Relationships, not Transactions

Today marks 14 years since my father's passing. While I think of him often, this week, his memory feels especially close. My father owned a store in South Florida, where my sisters and I spent many days helping out, alongside our mom. The store was a second home, a place where I watched him work and learned more than I realized at the time.


Whenever someone walked into the store, my dad would greet them with a warm smile and begin a conversation—not about what they wanted to buy, but about where they were from or something personal. I was always amazed by how much he knew about cities all over the country.

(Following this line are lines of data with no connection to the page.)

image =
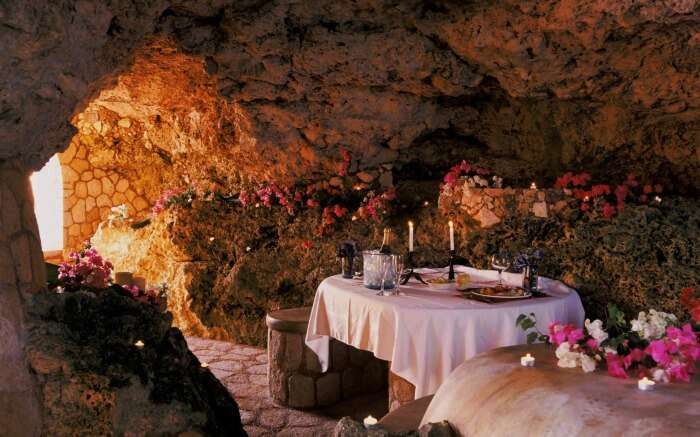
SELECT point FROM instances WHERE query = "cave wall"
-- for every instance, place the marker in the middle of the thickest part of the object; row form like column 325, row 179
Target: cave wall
column 21, row 273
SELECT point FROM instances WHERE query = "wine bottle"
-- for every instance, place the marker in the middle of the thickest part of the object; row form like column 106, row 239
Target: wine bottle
column 386, row 242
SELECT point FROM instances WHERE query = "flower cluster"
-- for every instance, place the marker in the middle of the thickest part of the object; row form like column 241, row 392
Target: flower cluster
column 475, row 176
column 86, row 268
column 171, row 197
column 375, row 205
column 604, row 198
column 654, row 344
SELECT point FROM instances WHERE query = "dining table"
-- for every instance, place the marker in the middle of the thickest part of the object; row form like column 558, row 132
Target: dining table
column 426, row 331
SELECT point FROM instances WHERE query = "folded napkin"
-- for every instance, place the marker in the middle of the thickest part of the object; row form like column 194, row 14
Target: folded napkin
column 486, row 277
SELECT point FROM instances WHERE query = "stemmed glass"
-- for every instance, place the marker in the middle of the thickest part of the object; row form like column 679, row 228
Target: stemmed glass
column 501, row 262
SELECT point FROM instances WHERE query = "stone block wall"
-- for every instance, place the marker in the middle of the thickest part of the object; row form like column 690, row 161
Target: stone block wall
column 21, row 272
column 295, row 374
column 490, row 206
column 93, row 180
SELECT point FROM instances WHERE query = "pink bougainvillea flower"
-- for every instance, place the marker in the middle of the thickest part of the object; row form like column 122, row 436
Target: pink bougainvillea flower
column 574, row 335
column 339, row 211
column 658, row 351
column 615, row 366
column 608, row 210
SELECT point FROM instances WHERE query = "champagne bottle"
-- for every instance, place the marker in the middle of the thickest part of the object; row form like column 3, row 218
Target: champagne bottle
column 386, row 242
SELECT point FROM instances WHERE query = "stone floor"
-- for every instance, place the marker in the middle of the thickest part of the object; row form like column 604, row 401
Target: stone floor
column 243, row 370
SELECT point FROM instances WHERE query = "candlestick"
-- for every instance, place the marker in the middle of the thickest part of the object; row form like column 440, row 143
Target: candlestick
column 370, row 422
column 645, row 384
column 527, row 361
column 451, row 273
column 452, row 235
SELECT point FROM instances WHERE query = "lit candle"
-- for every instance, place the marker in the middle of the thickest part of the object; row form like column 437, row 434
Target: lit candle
column 527, row 361
column 645, row 384
column 452, row 235
column 370, row 422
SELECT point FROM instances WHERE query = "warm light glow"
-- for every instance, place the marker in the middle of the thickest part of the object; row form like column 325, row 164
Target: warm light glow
column 47, row 185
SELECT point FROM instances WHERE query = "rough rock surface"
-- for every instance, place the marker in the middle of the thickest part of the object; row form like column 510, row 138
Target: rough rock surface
column 530, row 87
column 549, row 400
column 253, row 261
column 95, row 381
column 21, row 272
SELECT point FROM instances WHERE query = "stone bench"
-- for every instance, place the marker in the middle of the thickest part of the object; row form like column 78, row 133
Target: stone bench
column 407, row 417
column 294, row 372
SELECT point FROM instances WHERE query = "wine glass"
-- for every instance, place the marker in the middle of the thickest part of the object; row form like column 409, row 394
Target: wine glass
column 384, row 267
column 398, row 273
column 500, row 262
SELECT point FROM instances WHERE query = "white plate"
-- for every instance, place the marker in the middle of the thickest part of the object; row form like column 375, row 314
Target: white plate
column 450, row 286
column 524, row 296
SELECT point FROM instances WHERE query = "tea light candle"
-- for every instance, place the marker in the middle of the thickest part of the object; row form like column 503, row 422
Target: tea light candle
column 645, row 384
column 452, row 235
column 527, row 361
column 370, row 422
column 139, row 281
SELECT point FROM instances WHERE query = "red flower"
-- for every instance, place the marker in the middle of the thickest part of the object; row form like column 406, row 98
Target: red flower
column 608, row 210
column 339, row 211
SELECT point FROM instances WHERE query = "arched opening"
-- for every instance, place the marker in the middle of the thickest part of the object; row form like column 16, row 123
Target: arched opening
column 47, row 186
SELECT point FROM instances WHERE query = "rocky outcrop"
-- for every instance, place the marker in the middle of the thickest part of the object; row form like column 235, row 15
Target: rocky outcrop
column 21, row 273
column 96, row 381
column 272, row 90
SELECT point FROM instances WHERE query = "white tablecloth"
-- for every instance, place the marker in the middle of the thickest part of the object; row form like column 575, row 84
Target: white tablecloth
column 425, row 334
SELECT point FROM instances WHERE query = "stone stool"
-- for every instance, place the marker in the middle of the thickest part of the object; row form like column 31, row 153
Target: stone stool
column 294, row 373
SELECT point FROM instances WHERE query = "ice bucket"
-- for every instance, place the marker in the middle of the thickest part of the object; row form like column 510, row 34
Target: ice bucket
column 372, row 263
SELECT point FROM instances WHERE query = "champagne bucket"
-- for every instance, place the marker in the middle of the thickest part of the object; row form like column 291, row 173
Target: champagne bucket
column 375, row 264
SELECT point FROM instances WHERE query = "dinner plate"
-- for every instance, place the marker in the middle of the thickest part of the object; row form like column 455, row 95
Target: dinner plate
column 525, row 295
column 449, row 286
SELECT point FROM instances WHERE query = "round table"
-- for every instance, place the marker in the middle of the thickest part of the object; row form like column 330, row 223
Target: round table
column 493, row 395
column 424, row 333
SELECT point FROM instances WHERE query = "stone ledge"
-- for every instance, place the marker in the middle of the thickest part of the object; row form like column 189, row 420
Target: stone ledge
column 293, row 320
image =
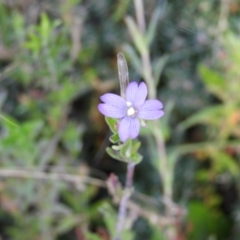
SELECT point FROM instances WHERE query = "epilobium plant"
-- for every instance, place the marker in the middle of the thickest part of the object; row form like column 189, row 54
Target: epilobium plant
column 124, row 115
column 131, row 109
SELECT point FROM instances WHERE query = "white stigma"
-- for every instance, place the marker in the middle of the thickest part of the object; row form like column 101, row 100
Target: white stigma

Even though he didn't travel much beyond our house and the store, he could always connect a city to a street, a business, or a family.


He wasn’t just making small talk; he was building relationships. Before getting down to business, my dad invested in knowing the person standing in front of him. He made them feel seen.


Now, as a nonprofit development consultant and coach, I realize I’m doing something similar. I guide organizations not to rush into the transaction but to take the time to understand the person, to see them as more than a potential donor. It’s about recognizing their story, their passions, and why they want to connect. At its core, philanthropy is about love for humanity, and the human heart craves connection.


This lesson feels especially relevant in today's world, where we are bombarded with constant asks—political campaigns being a prime example. I recently timed it: I'm receiving a request every two minutes. It’s overwhelming and transactional, lacking the relationship-building that my dad embodied.


If we want to build stronger, more impactful organizations, we must resist the urge to follow the political fundraising model. Instead, let’s focus on truly seeing the potential donor, the current donor, and the past donor for who they are and what they hope to accomplish.